25

Running a Spark SQL (v2.1.0_2.11) program in Java immediately fails with the following exception, as soon as the first action is called on a dataframe:

java.lang.ClassNotFoundException: org.codehaus.commons.compiler.UncheckedCompileException

I ran it in Eclipse, outside of the spark-submit environment. I use the following Spark SQL Maven dependency:

<dependency>
    <groupId>org.apache.spark</groupId>
    <artifactId>spark-sql_2.11</artifactId>
    <version>2.1.0</version>
    <scope>provided</scope>
</dependency>

11 Answers 11

37

The culprit is the library commons-compiler.
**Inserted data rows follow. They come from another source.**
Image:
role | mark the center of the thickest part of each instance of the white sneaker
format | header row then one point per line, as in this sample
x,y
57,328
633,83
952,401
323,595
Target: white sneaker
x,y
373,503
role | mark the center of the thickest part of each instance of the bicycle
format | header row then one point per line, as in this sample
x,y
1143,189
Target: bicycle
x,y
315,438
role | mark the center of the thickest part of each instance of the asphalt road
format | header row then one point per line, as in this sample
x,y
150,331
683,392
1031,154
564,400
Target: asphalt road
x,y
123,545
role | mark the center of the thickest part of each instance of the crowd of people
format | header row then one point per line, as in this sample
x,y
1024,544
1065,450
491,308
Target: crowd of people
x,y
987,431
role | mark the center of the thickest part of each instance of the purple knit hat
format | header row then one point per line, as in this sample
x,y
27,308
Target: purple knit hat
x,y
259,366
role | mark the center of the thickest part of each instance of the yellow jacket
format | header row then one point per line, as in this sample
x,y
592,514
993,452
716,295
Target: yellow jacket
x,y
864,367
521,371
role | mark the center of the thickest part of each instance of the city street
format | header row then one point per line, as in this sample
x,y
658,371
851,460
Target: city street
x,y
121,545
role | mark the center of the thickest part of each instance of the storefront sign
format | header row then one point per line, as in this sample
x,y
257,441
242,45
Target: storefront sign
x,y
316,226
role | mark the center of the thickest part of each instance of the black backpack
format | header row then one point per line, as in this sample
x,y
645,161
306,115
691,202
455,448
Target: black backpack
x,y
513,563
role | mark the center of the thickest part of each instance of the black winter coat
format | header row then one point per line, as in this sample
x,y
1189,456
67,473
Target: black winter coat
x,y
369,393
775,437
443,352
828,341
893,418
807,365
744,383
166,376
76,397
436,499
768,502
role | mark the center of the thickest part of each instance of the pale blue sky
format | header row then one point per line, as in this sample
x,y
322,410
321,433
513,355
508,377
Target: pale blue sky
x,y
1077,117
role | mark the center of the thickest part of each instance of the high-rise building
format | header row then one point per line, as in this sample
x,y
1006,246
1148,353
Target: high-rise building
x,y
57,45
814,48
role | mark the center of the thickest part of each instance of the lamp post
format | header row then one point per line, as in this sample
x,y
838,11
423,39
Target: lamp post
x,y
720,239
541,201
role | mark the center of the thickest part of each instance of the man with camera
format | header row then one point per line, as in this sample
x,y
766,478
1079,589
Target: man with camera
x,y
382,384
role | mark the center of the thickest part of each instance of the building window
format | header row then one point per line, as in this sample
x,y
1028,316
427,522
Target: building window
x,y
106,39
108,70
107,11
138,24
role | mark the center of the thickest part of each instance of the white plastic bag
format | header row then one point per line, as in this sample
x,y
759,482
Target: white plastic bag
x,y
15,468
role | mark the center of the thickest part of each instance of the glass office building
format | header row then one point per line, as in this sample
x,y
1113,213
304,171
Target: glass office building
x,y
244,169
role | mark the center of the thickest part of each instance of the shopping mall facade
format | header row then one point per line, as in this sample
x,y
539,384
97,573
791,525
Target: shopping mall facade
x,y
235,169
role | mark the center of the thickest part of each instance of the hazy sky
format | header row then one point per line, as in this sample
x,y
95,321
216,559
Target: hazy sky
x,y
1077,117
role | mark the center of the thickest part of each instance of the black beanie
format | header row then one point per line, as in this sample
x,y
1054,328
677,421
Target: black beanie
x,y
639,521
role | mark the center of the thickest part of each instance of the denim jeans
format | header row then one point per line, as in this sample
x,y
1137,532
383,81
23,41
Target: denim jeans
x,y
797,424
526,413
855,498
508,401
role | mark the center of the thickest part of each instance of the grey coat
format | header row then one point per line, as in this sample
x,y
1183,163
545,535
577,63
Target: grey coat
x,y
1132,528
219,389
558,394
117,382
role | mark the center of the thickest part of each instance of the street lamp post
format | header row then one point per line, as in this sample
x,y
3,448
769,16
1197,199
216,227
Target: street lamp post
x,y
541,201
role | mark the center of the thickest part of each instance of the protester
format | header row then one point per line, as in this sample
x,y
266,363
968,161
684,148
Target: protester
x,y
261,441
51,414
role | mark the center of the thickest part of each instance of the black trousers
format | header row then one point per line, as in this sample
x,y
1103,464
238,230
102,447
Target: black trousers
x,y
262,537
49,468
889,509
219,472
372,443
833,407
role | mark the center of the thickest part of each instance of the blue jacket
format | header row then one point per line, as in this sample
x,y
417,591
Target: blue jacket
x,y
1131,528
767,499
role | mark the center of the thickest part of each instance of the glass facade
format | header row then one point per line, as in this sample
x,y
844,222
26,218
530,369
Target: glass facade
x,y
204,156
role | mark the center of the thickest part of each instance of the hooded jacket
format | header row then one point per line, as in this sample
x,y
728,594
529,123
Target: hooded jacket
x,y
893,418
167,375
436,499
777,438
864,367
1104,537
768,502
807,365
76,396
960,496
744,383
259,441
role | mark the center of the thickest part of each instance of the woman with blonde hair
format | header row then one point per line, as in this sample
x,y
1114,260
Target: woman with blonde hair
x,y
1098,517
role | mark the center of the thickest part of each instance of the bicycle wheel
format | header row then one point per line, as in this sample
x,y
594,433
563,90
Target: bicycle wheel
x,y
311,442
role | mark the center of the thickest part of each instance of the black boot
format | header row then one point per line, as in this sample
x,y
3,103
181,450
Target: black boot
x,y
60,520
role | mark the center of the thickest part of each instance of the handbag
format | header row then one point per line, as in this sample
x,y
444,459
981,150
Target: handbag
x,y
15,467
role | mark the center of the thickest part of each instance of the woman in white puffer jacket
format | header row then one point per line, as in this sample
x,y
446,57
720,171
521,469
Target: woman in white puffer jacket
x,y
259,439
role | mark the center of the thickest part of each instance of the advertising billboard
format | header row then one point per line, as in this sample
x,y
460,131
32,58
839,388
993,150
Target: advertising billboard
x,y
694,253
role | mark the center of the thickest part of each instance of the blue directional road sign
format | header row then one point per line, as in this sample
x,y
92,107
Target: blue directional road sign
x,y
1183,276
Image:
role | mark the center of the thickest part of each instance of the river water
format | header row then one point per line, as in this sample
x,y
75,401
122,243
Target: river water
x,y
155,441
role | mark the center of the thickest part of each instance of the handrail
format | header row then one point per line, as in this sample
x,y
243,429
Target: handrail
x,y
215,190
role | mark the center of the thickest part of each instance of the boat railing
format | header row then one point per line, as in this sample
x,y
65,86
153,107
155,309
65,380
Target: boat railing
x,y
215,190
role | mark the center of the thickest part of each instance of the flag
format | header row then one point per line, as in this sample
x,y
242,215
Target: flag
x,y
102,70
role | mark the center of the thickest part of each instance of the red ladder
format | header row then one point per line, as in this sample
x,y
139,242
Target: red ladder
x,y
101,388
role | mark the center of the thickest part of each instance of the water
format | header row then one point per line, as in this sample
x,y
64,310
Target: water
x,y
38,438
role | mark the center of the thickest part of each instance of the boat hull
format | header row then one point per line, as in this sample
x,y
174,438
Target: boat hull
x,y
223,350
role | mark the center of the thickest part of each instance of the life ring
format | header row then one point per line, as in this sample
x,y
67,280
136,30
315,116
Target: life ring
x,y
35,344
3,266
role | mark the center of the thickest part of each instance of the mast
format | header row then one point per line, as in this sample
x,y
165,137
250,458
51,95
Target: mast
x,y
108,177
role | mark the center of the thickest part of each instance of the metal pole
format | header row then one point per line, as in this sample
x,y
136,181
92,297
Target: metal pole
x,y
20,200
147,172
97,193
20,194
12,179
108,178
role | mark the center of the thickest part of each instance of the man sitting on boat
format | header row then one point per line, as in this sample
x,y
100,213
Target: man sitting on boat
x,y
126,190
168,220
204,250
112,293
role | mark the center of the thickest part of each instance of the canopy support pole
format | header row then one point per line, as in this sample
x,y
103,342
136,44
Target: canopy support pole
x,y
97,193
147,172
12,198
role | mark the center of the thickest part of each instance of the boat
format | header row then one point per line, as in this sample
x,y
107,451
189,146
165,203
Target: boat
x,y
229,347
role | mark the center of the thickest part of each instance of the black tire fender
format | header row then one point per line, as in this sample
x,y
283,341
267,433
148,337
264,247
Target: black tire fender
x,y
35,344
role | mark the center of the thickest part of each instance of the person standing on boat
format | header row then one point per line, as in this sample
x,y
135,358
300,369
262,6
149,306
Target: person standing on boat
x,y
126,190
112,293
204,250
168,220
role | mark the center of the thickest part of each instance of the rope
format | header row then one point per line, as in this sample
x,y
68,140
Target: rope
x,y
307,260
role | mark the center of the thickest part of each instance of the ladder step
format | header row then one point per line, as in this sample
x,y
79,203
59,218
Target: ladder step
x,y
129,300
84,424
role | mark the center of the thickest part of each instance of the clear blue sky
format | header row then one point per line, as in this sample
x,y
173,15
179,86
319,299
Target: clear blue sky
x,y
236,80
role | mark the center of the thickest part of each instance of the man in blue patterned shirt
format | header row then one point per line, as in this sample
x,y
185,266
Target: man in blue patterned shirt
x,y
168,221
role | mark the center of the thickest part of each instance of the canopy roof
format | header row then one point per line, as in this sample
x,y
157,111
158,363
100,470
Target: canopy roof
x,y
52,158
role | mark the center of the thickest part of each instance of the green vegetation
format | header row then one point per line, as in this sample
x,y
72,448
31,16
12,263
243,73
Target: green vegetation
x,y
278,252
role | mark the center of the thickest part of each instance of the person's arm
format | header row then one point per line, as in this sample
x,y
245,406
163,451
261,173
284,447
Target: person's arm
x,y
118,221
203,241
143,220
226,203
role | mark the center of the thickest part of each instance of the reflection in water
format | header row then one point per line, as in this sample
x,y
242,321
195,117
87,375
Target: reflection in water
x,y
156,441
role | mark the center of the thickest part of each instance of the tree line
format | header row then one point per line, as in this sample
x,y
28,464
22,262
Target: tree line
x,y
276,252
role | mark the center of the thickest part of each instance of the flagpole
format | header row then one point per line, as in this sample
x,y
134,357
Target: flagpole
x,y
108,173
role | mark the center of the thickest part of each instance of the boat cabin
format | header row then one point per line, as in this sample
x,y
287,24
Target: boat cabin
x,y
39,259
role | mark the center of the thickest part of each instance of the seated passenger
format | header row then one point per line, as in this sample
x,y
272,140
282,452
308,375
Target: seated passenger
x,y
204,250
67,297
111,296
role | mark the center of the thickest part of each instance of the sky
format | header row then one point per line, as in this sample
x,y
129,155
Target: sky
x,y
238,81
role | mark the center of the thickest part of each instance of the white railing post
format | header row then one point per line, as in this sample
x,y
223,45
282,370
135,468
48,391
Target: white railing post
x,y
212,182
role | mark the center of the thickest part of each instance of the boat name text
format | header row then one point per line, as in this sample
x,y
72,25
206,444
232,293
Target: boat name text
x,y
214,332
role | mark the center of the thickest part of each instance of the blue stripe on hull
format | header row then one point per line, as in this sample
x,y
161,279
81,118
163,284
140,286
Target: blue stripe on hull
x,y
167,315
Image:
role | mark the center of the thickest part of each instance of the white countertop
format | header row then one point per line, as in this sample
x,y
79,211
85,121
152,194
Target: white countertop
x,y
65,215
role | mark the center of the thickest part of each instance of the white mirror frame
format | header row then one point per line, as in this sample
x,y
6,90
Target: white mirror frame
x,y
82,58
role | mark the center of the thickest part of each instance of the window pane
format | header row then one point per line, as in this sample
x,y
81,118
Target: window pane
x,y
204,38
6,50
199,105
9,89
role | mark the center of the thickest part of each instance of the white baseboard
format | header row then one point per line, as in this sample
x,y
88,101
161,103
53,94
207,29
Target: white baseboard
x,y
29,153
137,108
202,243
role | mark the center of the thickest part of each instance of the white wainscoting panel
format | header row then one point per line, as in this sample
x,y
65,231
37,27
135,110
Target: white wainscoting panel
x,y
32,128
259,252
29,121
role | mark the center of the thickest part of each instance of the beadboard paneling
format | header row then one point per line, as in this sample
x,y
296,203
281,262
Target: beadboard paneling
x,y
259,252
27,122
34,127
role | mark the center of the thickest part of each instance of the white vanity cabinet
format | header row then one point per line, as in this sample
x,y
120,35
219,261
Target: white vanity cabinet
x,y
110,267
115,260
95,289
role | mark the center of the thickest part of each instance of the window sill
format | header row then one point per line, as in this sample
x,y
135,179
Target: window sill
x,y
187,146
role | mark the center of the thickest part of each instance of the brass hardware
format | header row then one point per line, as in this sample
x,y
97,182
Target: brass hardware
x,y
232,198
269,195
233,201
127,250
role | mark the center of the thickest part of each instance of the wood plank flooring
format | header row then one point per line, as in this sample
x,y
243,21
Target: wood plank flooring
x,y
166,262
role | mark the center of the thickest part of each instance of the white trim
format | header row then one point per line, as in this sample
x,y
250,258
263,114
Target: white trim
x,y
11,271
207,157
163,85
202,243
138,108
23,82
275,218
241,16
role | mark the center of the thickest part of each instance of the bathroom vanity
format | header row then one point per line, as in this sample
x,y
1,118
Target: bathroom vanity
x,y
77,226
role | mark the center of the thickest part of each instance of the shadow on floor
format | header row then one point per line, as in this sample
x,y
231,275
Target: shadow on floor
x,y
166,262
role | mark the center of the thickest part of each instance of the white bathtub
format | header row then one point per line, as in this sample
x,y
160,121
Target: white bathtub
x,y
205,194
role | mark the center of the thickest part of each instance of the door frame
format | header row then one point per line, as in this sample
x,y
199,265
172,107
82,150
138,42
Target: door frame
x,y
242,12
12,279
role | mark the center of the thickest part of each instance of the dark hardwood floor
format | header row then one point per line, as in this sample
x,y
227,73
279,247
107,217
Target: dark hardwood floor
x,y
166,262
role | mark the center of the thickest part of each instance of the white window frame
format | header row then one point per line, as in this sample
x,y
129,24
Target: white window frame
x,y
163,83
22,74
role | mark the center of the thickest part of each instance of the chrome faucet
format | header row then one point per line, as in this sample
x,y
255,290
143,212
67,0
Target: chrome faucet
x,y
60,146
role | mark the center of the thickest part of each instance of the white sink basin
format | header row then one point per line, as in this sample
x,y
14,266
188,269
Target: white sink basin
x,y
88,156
Here is the conflict:

enter image description here

To work around this, add the following to your pom.xml:

<dependencyManagement>
    <dependencies>
        <dependency>
            <groupId>org.codehaus.janino</groupId>
            <artifactId>commons-compiler</artifactId>
            <version>2.7.8</version>
        </dependency>
    </dependencies>
</dependencyManagement>

Sign up to request clarification or add additional context in comments.

4 Comments

Maybe somebody stumbles upon... when I upgraded from Spark 2.1 to 2.3. the above workaround stopped to work for me. So I fixed the version of org.codehaus.janino:janino to 3.0.8. That helped.
Hi now is 2019-12-17, I still see the error after explicitly adding a dependency on org.codehaus.janino:commons-compiler:3.1.0. My Spark is now at 2.4.3, SparkSQL is at 2.12. I have the full output of gradle dependency here gist.github.com/leeyuiwah-sl/cc9e2f36ebccea0d875a995551abe3ad Can you help! Thanks!
Okay I have found a solution -- I must use Janino 3.0.8 not newer (such as 3.1.0). Also, I must have explicit dependencies on both org.codehaus.janino:janino as well as org.codehaus.janino:commons-compiler:. Thanks!
@leeyuiwah After a long struggling your comment resolved the problem for my case. There was a dependency conflict after adding spring boot to my spark project. Thanks!
34

I had the similar issues, when updated spark-2.2.1 to spark-2.3.0.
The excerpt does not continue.